L’altra sera ho tenuto un breve seminario online per introdurre il modello ReSonance e l’approccio alla performance che utilizzo con i miei clienti.
Nell’aula poco meno di 100 partecipanti.
Ovviamente è molto complicato trasmettere attraverso un video in diretta l’essenza di questo lavoro, che si basa fondamentalmente sull’interazione e sul creare l’esperienza’ della performance per loro dal vivo…
Per il seminario online è stato fatto quindi un enorme lavoro di semplificazione per permettere comunque alle persone di accedere ad alcune idee alla base del modello, sui cui potessero iniziare a riflettere per conto loro dopo la fine del seminario online, e prima di frequentare magari un corso dal vivo.
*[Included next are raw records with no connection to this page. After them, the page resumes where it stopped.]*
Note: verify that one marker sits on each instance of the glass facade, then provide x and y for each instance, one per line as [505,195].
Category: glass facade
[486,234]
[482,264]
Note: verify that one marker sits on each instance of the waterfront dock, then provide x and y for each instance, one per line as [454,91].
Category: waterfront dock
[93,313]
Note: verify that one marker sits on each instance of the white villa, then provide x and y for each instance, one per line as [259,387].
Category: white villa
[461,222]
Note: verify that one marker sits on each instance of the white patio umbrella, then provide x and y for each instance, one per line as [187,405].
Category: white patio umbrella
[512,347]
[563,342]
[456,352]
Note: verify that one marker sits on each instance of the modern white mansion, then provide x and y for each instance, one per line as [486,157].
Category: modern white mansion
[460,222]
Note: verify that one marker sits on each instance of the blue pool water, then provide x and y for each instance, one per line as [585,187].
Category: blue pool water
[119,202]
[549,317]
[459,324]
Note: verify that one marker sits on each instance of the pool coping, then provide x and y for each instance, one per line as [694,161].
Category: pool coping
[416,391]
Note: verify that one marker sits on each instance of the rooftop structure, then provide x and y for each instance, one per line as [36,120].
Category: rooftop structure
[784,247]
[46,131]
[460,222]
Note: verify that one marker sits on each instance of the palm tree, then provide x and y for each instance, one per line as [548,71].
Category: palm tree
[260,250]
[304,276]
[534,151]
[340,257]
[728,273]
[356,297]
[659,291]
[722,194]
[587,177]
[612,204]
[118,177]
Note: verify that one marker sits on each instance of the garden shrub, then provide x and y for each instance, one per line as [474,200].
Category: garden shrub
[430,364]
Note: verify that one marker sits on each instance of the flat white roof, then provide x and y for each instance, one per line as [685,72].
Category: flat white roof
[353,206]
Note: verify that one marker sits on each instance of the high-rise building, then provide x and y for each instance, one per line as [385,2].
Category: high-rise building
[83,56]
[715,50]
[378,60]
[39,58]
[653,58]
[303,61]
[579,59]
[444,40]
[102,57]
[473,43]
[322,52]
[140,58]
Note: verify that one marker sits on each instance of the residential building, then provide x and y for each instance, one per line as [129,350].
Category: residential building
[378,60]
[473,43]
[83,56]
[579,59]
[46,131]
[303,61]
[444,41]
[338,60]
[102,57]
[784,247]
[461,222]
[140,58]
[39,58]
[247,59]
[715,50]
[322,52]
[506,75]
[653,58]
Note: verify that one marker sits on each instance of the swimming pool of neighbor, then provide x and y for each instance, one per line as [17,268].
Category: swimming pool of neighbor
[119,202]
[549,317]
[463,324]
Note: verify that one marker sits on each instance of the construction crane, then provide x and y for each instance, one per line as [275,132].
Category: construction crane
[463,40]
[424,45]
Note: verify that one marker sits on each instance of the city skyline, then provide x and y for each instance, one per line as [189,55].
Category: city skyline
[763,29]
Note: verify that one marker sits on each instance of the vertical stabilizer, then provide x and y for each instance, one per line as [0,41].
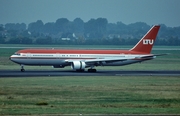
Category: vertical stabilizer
[146,43]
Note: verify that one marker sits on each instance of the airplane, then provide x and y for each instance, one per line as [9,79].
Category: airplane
[81,59]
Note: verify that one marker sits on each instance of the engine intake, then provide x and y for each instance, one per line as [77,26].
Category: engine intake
[78,65]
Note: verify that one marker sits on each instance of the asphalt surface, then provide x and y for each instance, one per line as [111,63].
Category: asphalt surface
[37,73]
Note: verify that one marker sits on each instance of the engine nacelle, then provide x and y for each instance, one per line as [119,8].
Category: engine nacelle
[78,65]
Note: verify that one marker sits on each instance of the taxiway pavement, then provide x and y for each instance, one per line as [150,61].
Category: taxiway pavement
[38,73]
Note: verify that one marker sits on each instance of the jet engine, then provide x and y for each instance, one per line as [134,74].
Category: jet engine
[78,65]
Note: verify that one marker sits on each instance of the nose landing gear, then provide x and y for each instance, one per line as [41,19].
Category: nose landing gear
[22,68]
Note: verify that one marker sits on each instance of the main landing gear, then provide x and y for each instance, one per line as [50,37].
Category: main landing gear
[91,70]
[22,68]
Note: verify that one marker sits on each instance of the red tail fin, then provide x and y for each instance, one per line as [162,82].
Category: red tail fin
[146,43]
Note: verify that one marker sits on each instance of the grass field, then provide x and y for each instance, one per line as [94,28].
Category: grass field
[167,62]
[90,95]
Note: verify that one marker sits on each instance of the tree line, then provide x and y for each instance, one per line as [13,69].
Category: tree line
[77,32]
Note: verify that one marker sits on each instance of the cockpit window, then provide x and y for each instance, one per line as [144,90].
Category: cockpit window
[17,54]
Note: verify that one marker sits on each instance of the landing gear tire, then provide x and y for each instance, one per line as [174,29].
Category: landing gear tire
[91,70]
[80,70]
[22,70]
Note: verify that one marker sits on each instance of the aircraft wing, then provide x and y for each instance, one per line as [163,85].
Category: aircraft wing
[109,60]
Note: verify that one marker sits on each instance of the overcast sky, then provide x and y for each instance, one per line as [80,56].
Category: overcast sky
[127,11]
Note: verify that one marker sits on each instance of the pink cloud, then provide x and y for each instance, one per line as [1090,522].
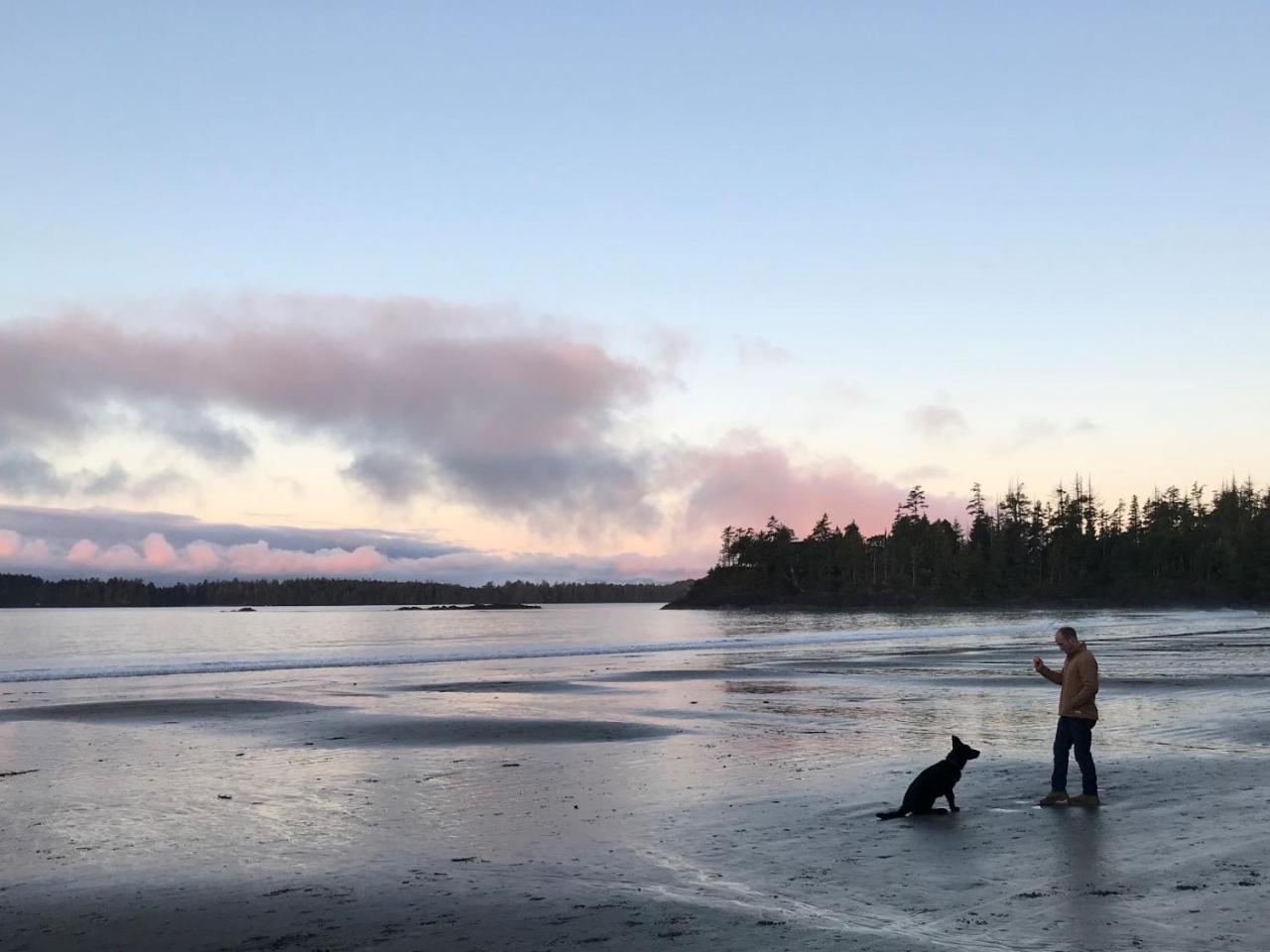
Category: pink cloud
[155,557]
[743,480]
[516,421]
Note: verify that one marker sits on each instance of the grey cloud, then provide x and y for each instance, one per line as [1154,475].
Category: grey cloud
[394,477]
[157,484]
[107,527]
[24,474]
[395,379]
[209,440]
[111,481]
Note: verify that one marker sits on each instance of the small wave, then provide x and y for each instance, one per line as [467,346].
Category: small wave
[282,662]
[502,654]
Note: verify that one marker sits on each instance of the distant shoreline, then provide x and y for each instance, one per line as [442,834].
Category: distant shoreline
[35,592]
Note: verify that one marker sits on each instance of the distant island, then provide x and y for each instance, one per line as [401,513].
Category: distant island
[466,608]
[1174,548]
[33,592]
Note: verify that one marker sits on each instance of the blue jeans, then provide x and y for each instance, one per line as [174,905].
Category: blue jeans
[1075,733]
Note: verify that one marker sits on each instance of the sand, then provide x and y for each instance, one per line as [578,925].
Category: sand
[724,801]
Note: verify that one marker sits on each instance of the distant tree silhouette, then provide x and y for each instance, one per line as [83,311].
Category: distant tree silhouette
[30,590]
[1175,547]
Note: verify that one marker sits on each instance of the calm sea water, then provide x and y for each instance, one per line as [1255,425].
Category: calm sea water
[60,644]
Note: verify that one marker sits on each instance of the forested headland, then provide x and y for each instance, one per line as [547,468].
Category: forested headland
[1176,547]
[30,592]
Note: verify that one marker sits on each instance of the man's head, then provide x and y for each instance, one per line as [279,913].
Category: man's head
[1066,640]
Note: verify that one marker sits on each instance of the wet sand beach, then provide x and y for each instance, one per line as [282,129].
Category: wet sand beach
[699,798]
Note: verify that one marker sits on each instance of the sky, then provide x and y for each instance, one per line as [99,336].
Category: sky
[484,291]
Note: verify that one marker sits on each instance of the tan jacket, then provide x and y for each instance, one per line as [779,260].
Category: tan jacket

Lo scopo del seminario non era tanto formare persone nel ReSonance ma ‘smontare’ alcune mitologie sulla performance che in realtà impediscono alle persone di ottenere risultati migliori.
Uno dei primi passaggi è stato quello di introdurre una distinzione tra persona ‘motivata’ e persona che sta operando al meglio… e come normalmente le persone motivate in realtà stanno portando la propria attenzione – senza accorgersene – non sul reale obiettivo che vogliono realizzare ma stanno reagendo ad una leva ‘inibitoria’.
Questo è una delle idee: ovviamente un conto è dirtela così un conto è lavorare dal vivo e interagire con te in un processo ReSonance che interviene allo stesso tempo sulla componente semantica e su quella linguistica per creare ‘silenzio’ invece di rumore molto velocemente, e spostarti in una posizione di performance.
Ad un certo punto nella finestra di chat dell’aula virtuale arriva il messaggio che sapevo sarebbe arrivato.
“Ah.. finalmente ho capito cos’è il ReSonance” 😉
Ed ovviamente non era così.
Comprendere un’idea dall’esterno quando te la presentano come qualcosa di astratto è un conto.
Sperimentare il processo quando un esperto del modello interagisce con te dimostrandoti e facendo emergere alla tua consapevolezza dove è DAVVERO la tua attenzione il 99% del tempo è un’altra.
Ovviamente questo NON è un post sul ReSonance.
E’ un post sulla comprensione e l’auto-consapevolezza della performance.
Ogni volta che scambi un’idea per l’esperienza del processo sintetizzata in quell’idea stai cancellando dei pezzi enormi di informazione.
E’ come quando da bambino guardavi Agassi che giocava a tennis e dicevi ‘Io saprei fare di meglio’ 😉
E’ come se volessi imparare a nuotare guardando i 50 metri nuotati da Alexander Popov.
A diversi livelli ognuno di noi compie questo errore percettivo.
C’è anche un grafico che lo descrive, ed la curva di Dunning-Kruger.
La vedi nell’immagine.
E descrive l’incapacità meta-cognitiva, da parte di chi non è esperto in una materia, di riconoscere quello che non comprende.
Se guardi ‘immagine, descrive la percezione illusoria di una persona che ne sa pochissimo su un argomento di avere ormai capito tutto.
Tre lezioni di nuoto e ‘ho capito come si nuota’.
Un corso di cucina e ‘sono un grande chef’.
Una laurea in economia e ‘sono un manager’.
Un corso di sviluppo personale e ‘vado dall’amministratore delegato della FIAT a dargli un po’ di consigli’
Tutto ciò succede alle persone perché non conoscendo ancora quello che non conoscono, devono necessariamente descriverlo a se stesso partendo da cose che già conoscono e che però non sono quella cosa lì che stanno imparando.
Se hai visto solo carrozze trainate da cavalli, una Ferrari è una strana carrozza rossa e bassa senza cavalli che la tirano.
Non so se rendo l’idea.
La necessità di generalizzare e ‘raccontarsi’ le cose sconosciute che incontriamo nel mondo risponde un po’ a come siamo strutturati neurologicamente.
Un po’ all’ansia che l’insicurezza di non comprendere qualcosa ci da.
Ma questo è anche un modo per non imparare cose nuove e non evolvere.
Per questo l’unico consiglio che ti do è di fare esperienza delle cose: potrebbe essere molto diversa dalla rappresentazione mentale che te ne eri fatto dall’esterno.